On the opposite hand, you additionally ask your self what it’s best to truly do with it now. Open your personal carrying bag and select what you take pleasure in from the 430 pages of “Odenwald”? There is certain to be one thing for everybody, such because the groundbreaking invention of the snow globe from the spirit of the oval rear window of a VW Beetle that obtained caught within the snow, the distinction between a romper and a jumpsuit or the musical play “The Treasure of Indian Joe”, written by the identical individual Adorno, who relentlessly rails towards jazz and is given quite a lot of area for it within the novel. You would not have to gather that for your self.
Critical positions
But is it meant that approach? Ultimately, Meinecke is anxious with the discourse. So when his novel, to present an instance, on the subject of trans women and men, which has been broadly and fairly excitedly mentioned for a while, presents various historic and present phenomena and cites varied, together with fairly vital, positions (Trans affirmiere truly the bipolar gender order, for instance): Should we then develop our personal place on this?
Or ought to we, within the sense of Meinecke’s idea of criticism, simply be aware of the entire thing neutrally as a modified discipline? What could be gained by that? And what about different doubtlessly controversial issues just like the quite a few compliments wherein characters within the novel, girls and female males, examine themselves with well-known folks in particular person physique components (“A bit like this French actress, but not quite as beautiful like you are.”)? Is this “uncharming, invasive, yes, invasive”? And then why in any respect?
Or the frequent use of the N-word, even the actually nasty one.

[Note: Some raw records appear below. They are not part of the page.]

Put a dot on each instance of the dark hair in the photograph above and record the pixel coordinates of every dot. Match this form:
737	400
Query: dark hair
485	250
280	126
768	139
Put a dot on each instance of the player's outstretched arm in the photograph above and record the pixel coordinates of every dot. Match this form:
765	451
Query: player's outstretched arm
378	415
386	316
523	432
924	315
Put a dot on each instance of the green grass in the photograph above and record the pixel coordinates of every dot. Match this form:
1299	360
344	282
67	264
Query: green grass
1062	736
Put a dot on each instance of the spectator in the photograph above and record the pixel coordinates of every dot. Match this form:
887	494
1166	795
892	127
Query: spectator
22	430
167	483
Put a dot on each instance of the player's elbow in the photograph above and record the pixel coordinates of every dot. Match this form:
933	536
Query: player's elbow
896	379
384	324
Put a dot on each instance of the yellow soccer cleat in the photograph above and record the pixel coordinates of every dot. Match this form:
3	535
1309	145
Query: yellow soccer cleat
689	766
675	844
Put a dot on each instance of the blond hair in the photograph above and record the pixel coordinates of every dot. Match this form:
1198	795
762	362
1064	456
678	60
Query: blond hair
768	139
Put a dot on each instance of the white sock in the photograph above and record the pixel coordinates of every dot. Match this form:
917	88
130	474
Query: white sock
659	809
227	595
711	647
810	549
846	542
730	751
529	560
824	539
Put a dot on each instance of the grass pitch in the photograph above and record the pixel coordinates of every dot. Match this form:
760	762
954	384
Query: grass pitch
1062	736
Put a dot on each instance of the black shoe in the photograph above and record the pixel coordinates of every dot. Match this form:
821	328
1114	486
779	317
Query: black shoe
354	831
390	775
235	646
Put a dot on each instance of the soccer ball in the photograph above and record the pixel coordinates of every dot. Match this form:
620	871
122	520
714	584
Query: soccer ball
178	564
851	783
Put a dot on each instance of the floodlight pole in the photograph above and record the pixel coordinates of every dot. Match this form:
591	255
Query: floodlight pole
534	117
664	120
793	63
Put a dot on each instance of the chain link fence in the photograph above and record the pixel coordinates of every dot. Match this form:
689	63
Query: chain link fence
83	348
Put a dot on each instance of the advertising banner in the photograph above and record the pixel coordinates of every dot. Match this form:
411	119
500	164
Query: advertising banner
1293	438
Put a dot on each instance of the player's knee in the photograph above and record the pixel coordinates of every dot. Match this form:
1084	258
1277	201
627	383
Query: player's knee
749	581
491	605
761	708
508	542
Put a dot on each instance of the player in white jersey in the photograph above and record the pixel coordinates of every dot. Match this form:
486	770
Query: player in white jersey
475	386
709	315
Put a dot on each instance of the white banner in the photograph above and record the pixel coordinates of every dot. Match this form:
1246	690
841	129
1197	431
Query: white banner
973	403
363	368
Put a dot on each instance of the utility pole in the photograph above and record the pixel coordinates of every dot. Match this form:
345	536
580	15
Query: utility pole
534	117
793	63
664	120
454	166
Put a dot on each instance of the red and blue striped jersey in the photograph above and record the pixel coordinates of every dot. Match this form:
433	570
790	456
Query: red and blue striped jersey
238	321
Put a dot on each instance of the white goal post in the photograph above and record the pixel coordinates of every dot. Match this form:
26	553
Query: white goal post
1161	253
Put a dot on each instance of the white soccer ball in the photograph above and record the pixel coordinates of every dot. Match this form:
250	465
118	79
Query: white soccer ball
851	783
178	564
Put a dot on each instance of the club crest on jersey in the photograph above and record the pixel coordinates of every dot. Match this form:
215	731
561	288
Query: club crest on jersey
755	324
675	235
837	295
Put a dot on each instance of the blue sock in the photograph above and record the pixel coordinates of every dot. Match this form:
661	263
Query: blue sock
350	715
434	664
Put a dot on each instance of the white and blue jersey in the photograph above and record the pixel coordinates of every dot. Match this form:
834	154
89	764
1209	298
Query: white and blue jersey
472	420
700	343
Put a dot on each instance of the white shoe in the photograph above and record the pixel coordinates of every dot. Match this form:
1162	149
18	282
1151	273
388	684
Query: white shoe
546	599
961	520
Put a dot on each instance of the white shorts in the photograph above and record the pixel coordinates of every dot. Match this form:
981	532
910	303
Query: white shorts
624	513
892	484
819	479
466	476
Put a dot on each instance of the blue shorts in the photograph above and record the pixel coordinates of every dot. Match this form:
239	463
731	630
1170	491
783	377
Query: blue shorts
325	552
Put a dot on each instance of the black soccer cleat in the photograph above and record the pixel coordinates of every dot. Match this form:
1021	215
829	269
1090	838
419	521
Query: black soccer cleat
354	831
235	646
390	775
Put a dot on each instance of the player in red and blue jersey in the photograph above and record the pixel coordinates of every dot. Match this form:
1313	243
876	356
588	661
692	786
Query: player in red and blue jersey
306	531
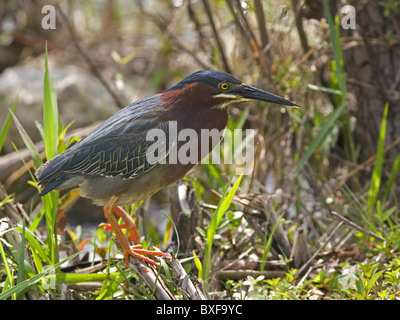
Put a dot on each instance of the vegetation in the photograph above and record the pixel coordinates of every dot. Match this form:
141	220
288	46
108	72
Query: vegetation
309	188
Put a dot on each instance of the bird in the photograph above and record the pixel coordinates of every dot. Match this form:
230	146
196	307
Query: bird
111	165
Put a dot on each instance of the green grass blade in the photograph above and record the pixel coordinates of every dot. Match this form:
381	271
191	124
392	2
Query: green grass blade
50	114
29	283
325	129
377	172
7	122
8	283
21	269
223	206
27	141
268	244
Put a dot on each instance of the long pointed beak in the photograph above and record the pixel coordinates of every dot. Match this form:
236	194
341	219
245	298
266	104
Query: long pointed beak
252	93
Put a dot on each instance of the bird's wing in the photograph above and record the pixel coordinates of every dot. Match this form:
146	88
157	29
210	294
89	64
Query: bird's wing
127	155
118	147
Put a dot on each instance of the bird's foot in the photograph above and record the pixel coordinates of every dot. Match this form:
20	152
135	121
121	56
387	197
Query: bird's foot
133	233
137	251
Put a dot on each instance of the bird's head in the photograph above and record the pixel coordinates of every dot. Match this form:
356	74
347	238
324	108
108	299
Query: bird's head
218	89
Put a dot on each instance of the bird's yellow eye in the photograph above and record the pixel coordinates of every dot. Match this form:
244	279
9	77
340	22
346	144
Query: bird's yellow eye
224	86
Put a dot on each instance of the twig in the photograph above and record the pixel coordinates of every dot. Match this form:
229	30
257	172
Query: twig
335	215
190	290
88	60
300	271
217	38
149	276
241	274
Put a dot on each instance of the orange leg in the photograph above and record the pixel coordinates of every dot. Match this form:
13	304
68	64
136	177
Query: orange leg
129	224
136	250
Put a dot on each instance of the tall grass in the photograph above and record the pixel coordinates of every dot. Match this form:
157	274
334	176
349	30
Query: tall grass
339	90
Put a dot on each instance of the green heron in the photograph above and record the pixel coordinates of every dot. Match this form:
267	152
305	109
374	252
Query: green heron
110	165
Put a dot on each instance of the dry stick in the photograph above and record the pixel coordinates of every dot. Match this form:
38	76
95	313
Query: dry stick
166	31
366	163
261	22
149	275
190	290
245	29
300	271
299	25
217	38
87	59
351	224
254	43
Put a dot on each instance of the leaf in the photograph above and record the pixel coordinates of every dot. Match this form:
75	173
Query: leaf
7	122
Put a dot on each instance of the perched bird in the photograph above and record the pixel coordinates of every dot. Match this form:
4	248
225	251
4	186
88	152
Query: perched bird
112	166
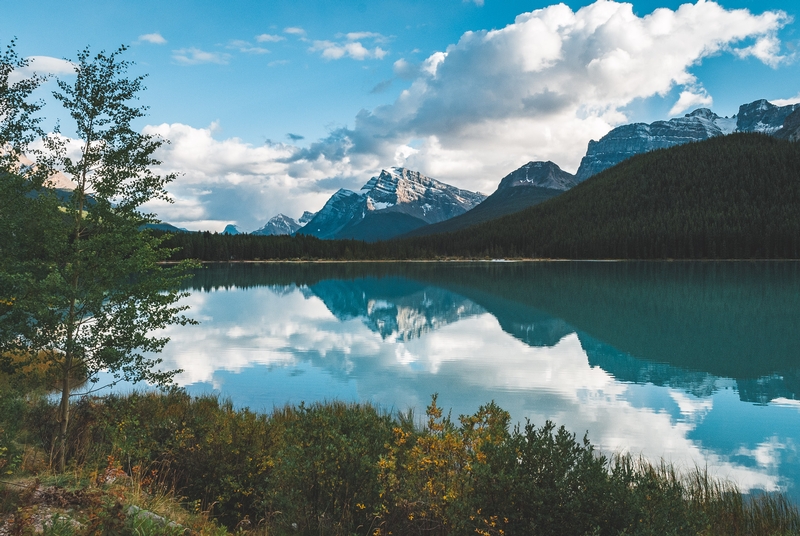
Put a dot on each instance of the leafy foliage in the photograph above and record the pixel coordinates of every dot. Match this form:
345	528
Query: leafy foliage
343	469
81	284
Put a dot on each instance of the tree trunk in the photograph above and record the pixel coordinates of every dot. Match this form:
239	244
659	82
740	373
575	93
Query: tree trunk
63	417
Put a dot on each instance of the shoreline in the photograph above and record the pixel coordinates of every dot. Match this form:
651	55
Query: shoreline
462	260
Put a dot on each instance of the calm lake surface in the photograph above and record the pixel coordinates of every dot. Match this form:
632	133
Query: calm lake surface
697	363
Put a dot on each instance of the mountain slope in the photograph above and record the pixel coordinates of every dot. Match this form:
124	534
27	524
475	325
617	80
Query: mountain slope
278	225
732	196
626	141
527	186
403	198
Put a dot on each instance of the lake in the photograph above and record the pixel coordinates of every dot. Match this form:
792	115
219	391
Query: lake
697	363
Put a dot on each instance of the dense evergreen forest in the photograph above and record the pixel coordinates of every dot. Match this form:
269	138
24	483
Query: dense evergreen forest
736	196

This might be discovered, for instance, within the titles of the black, gay musician Eastman, and the continual citation nature permits Meinecke to incorporate it unchanged in his novel textual content – though he’s in fact conscious of the issue right here too. Does he wish to increase our discursive discipline with this choice? Should we chafe at it or loosen up? Or what else? In different phrases: Is this actual? an excessive amount of or maybe, quite the opposite, a bit too little?
Meinecke stays true to herself, however one thing is totally different
Let me put it this fashion: In “Odenwald” Thomas Meinecke stays true to his themes, his literary method and postmodern principle. You nonetheless take pleasure in studying it and are available again from studying it enriched. And but one thing has modified: you possibly can say that the entire course of has come underneath uncommon strain because of the modified circumstances and you realize it, however you do not wish to defend your self.
The digital archives, the intensified discourses about id, gender and cultural appropriation, the menace to Western democracies, to not point out the local weather disaster (would not anybody discover this within the Odenwald but?): All of this appears to push for positioning, which Meinecke is conscious of refused.
Conversely, I’ve no intention of criticizing him from the angle of any present events within the discourse, to whose always-already-right nature his long-term literary-discursive undertaking provides a pleasing various. Perhaps what “Odenwald” says about relics finest applies to his novels: they’re “something like the messengers from a time in which everything, or at least something, could have ended differently.”